33:0096(12)AR - - Air Force Logistics Command, Tinker AFB and AFGE Local 916 - - 1988 FLRAdec AR - - v33 p96
[ v33 p96 ]
The decision of the Authority follows:
33 FLRA No. 12
FEDERAL LABOR RELATIONS AUTHORITY
AIR FORCE LOGISTICS COMMAND
TINKER AIR FORCE BASE
AMERICAN FEDERATION OF GOVERNMENT EMPLOYEES
October 14, 1988
Before Chairman Calhoun and Member McKee.
I. Statement of the Case
This matter is before the Authority on exceptions to the award of Arbitrator Ed W. Bankston filed by the American Federation of Government Employees, Local 916 (the Union) under section 7122(a) of the Federal Service Labor-Management Relations Statute (the Statute) and part 2425 of the Authority's Rules and Regulations. The Air Force Logistics Command, Tinker Air Force Base (the Activity) did not file an opposition to the Union's exceptions.
The Union excepts to the Arbitrator's finding that a grievance relating to an entry on an Air Force Form 971 (AF 971) regarding a supervisor's counseling of an employee was not arbitrable. The Union contends that the Arbitrator's ruling is contrary to the parties' collective bargaining agreement and Air Force regulations. The Union also asserts that the Arbitrator erred in his findings of fact and evaluation of evidence and testimony. We conclude that the Union has not established that the Arbitrator's award is deficient on any of the grounds set forth in section 7122(a) of the Statute. Accordingly, we deny the exceptions.
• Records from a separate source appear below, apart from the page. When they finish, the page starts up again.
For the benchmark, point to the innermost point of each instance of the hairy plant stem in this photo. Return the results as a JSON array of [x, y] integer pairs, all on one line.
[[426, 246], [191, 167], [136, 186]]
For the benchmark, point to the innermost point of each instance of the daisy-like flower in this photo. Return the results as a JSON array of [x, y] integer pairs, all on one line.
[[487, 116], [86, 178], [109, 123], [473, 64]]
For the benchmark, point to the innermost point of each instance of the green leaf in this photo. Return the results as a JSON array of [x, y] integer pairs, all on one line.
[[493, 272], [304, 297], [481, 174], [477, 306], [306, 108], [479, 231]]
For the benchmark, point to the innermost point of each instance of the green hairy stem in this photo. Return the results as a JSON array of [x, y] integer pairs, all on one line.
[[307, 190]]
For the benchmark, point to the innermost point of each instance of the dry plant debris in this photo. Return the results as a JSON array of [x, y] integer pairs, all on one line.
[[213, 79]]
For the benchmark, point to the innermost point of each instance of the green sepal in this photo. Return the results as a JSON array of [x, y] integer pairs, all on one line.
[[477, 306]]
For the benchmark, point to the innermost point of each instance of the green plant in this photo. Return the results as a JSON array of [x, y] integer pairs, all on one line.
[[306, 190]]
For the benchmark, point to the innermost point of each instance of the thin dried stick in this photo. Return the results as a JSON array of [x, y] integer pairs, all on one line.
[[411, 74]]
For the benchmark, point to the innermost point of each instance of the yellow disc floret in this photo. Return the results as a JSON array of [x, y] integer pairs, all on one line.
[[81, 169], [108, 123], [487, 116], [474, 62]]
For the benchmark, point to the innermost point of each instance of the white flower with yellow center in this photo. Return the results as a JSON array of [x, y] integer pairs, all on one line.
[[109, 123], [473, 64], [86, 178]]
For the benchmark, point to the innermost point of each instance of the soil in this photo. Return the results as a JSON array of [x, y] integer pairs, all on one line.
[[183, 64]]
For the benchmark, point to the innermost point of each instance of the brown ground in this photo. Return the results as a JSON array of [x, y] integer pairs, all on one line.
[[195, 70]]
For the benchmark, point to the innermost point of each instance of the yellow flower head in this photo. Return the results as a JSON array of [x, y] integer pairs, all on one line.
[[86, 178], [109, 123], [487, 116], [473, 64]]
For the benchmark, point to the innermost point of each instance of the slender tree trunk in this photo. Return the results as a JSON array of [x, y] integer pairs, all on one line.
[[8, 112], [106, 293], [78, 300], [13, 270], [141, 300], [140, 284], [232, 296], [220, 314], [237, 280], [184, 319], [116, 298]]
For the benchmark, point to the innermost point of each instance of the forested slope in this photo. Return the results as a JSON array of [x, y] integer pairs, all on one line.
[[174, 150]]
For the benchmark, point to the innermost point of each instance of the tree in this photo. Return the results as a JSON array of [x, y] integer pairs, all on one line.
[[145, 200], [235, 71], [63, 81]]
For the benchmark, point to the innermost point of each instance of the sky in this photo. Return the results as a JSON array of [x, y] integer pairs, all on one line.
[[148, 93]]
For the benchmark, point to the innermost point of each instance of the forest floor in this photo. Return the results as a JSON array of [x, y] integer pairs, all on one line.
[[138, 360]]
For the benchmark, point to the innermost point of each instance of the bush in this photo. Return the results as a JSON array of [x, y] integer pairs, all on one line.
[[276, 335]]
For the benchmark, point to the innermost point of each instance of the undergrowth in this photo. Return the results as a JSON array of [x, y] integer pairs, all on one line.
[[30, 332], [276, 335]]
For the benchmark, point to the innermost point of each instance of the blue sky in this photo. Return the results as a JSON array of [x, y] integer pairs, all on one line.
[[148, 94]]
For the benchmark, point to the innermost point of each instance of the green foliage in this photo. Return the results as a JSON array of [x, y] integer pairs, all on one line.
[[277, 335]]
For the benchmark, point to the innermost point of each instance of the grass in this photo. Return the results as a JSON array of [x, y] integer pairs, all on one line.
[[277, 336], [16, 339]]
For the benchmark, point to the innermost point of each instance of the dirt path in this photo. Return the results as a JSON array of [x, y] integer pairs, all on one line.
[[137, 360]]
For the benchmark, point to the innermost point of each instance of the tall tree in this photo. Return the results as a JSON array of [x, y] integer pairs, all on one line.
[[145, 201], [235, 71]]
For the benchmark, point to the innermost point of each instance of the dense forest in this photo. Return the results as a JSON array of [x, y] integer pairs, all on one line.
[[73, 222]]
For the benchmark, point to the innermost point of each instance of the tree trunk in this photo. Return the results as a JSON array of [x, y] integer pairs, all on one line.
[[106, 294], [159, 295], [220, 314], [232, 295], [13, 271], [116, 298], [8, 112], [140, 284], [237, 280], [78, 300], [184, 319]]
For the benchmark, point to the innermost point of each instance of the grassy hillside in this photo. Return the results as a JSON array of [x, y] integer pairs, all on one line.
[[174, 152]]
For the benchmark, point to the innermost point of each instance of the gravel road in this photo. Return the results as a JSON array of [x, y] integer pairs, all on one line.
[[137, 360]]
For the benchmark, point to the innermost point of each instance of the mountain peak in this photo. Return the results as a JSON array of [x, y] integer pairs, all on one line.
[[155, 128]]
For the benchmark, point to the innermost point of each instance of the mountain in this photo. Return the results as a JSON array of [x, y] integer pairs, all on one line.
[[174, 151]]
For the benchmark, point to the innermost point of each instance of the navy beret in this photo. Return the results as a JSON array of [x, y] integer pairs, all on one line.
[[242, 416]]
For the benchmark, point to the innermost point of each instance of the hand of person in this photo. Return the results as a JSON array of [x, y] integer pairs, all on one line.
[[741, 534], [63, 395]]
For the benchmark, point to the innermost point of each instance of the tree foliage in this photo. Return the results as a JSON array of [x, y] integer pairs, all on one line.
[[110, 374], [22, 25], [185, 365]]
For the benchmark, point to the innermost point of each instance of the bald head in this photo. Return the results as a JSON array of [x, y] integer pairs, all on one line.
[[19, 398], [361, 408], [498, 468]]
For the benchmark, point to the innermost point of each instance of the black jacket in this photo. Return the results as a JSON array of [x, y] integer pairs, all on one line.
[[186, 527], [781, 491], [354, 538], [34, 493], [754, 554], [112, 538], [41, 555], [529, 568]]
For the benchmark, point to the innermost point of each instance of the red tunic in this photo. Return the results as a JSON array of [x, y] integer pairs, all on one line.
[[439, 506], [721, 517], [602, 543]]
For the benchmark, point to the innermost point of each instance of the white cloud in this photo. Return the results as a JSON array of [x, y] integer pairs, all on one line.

II. Background and Arbitrator's Award
Following an alleged incident involving the grievant, the grievant's supervisor conducted a counseling session with him. The supervisor made a record of the counseling session on an AF 971, which is a form used to note discussions between a supervisor and an employee. The Activity later gave the grievant a 7-day suspension for the same matter which gave rise to the counseling session and the AF 971 entry. A separate grievance was filed regarding the suspension.
The Union grieved the AF 971 entry separately from the suspension and the matter was submitted to expedited arbitration. The Arbitrator considered applicable portions of the parties' agreement. The Arbitrator found that where, as in this case, the AF 971 entry "precedes disciplinary action [and] is intimately connected to such resulting disciplinary action, . . . review of the [AF] '971' entry properly ought to occur upon review of the resulting disciplinary action." Arbitrator's Award at 3-4. Accordingly, the Arbitrator found that the grievance was non-arbitrable, stating that "the merits of [this] grievance must await another forum." Id. at 4.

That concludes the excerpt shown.